Não temendo dissídios, eis que a poesia de António Gil, passadas mais de três décadas sobre as primícias literárias, entra no confronto titular e na digladiação canónica, arrastando, neste título de linhagem áurica e geográfica, outras titulações e inscrições para novos lugares. Afinal, nas correntes da literatura portuguesa outros Oásis houve que a minha memória guardou: o centenar de João Maria Ferreira, de 1912; o já também longínquo de Manuel Pedroso Gonçalves, de 1957; o Oásis branco (1991), de António Ramos Rosa; o de António Franco Alexandre, de 1992; essoutro de Albino de Almeida Matos, meu saudoso professor de latinidade, de 1994; e outros, que certamente existirão e o tempo se encarregará de nos mostrar e desvelar.
Não viaja este Oásis na peugada da influência. Sem essa angústia, desvela-se-nos o macro texto em águas fundas, unipessoais, vindas da profundeza do ser, desse poço oficinal que é sangue de raras águas e de muitos líquidos. Fechando-se no lugar, rasurando as distâncias, o texto antonino dá-nos o corpo, os arcanos formativos da construção poética, as águas transformadoras, o sangue emergente.
Mas sentemo-nos neste livro como se estivéssemos em Teîma. Recuemos, podendo, a tempos pré-islâmicos ou islâmicos e despertemos os sentidos rumo ao espírito das pedras, das fontes e das árvores, aos ritos dos ventos e das noites. Ou, então, assentemos com os campaniços de Manuel da Fonseca e debrucemo-nos sobre as fogueiras inibidoras dos frios noturnos. De olhos fechados, bem abertos para dentro, é na folha branca e líquida da noite que se escreve esta velada contra o corpo, na erupção interna dos seus líquidos, no extravasamento das águas mais agudas.
Mais desvelo: «os livros oferecem céus», diz o poeta; samar e morfologia, leio. Luminoso desde o dealbar poético, frenético até de irisação, é neste Oásis acerado em calda antiquíssima que se interpenetram fortes travejamentos feitos de breves trevas e escaldantes e salgados caminhos dentro do eu construtor. No «breve nome» titular, afinal, diverso modo de dizer casa da criação, lugar produtivo e oficina poética, nada se esconde, tudo se mostra de uma interioridade devassada, mostrativa: a memória e as suas descidas líquidas aos tempos vividos e inscritos; as cesuras com as distâncias e os mares sanguíneos da produção; a íntima habitação dos dias e as peregrinações interiores; os sonhos, os sonos e o acordar disso; a rebentação constante de tudo e os mares comunicativos; a explosão criativa contra o tempo imarcescível; o primado das águas e da textualidade; os exílios e as sedes, enfim:

teus lábios aquecem-me quando dizes fogo, como
se soprasses a palavra e logo de luz, quase sem te dares conta,
vestisses a flor doravante acesa. O mesmo efeito quando enches o
peito para dizer luz : logo um oásis cristalino se inflama sob o sol. [13, «Os lugares que não murámos»]

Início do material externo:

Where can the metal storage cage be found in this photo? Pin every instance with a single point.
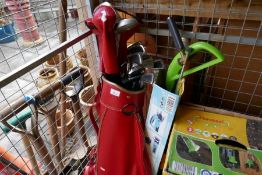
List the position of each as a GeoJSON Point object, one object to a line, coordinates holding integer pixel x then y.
{"type": "Point", "coordinates": [234, 27]}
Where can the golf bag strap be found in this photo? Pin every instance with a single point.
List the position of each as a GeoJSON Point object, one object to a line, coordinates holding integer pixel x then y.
{"type": "Point", "coordinates": [92, 118]}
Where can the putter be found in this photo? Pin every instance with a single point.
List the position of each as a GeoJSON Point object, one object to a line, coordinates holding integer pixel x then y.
{"type": "Point", "coordinates": [72, 92]}
{"type": "Point", "coordinates": [19, 122]}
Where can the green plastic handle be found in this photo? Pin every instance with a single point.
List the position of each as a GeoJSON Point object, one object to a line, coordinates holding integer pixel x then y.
{"type": "Point", "coordinates": [174, 69]}
{"type": "Point", "coordinates": [17, 121]}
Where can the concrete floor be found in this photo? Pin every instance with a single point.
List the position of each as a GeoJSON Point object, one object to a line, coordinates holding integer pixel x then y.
{"type": "Point", "coordinates": [13, 55]}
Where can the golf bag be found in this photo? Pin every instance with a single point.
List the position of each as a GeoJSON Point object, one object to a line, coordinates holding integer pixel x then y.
{"type": "Point", "coordinates": [121, 149]}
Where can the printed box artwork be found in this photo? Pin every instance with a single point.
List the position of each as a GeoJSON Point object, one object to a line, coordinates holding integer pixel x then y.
{"type": "Point", "coordinates": [161, 111]}
{"type": "Point", "coordinates": [197, 144]}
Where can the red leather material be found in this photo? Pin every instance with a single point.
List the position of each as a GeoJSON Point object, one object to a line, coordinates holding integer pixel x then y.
{"type": "Point", "coordinates": [121, 149]}
{"type": "Point", "coordinates": [122, 48]}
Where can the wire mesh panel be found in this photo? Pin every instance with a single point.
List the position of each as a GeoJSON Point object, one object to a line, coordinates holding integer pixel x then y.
{"type": "Point", "coordinates": [234, 27]}
{"type": "Point", "coordinates": [39, 130]}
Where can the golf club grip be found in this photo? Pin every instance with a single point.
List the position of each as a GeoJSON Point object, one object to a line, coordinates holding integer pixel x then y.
{"type": "Point", "coordinates": [175, 33]}
{"type": "Point", "coordinates": [14, 108]}
{"type": "Point", "coordinates": [71, 76]}
{"type": "Point", "coordinates": [18, 120]}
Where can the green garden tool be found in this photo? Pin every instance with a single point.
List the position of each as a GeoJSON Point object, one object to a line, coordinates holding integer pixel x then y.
{"type": "Point", "coordinates": [191, 145]}
{"type": "Point", "coordinates": [176, 68]}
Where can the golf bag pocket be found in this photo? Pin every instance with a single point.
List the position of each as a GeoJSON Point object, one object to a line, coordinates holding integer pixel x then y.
{"type": "Point", "coordinates": [121, 148]}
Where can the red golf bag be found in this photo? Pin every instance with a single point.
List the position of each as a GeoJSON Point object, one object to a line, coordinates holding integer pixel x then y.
{"type": "Point", "coordinates": [121, 148]}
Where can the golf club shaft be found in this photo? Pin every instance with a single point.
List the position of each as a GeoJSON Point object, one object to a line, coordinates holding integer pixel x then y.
{"type": "Point", "coordinates": [30, 153]}
{"type": "Point", "coordinates": [80, 122]}
{"type": "Point", "coordinates": [51, 121]}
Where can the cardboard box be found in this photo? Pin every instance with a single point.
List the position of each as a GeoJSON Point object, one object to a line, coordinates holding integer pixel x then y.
{"type": "Point", "coordinates": [160, 116]}
{"type": "Point", "coordinates": [206, 141]}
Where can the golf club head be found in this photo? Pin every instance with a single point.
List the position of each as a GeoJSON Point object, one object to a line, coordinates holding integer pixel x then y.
{"type": "Point", "coordinates": [148, 78]}
{"type": "Point", "coordinates": [154, 64]}
{"type": "Point", "coordinates": [135, 58]}
{"type": "Point", "coordinates": [126, 25]}
{"type": "Point", "coordinates": [135, 70]}
{"type": "Point", "coordinates": [135, 48]}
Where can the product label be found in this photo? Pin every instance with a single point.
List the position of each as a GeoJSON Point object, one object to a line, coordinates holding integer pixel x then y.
{"type": "Point", "coordinates": [182, 168]}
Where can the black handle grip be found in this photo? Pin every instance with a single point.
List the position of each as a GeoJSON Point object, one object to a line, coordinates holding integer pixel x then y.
{"type": "Point", "coordinates": [175, 33]}
{"type": "Point", "coordinates": [71, 76]}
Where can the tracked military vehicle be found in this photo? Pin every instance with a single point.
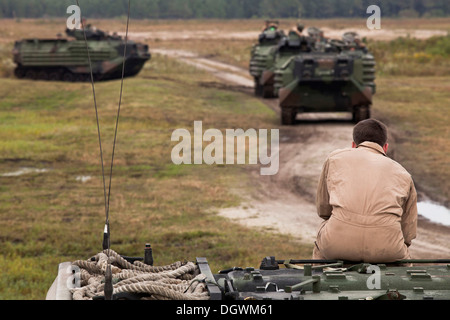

Assim, neste lugar constrito e libertador, junto à clepsidra dos elementos e do frio noctívago, a poesia de António Gil entrega-se ao tempo como objeto maturado. Apelando a uma disponibilidade indisputável, da pele à pele interpela o leitor este Oásis, envolvendo-o, levando-nos, através de diversa mas constante monotonia lírica (esta força patética é essência da poesia, lembre-se), para longes desolados e solitários. Nesta velada, samar e morfologia do eu, rói o tempo :

E não há neste mundo nenhuma terra
nenhuma terra capaz de aliviar este exílio
que nos separa todos os dias, de todos os dias
que nunca mais se deixarão tocar… [30, «Os oásis de silêncio»]

Deserto dentro, tudo se abisma neste amparo que é a poesia feita das melhores palavras.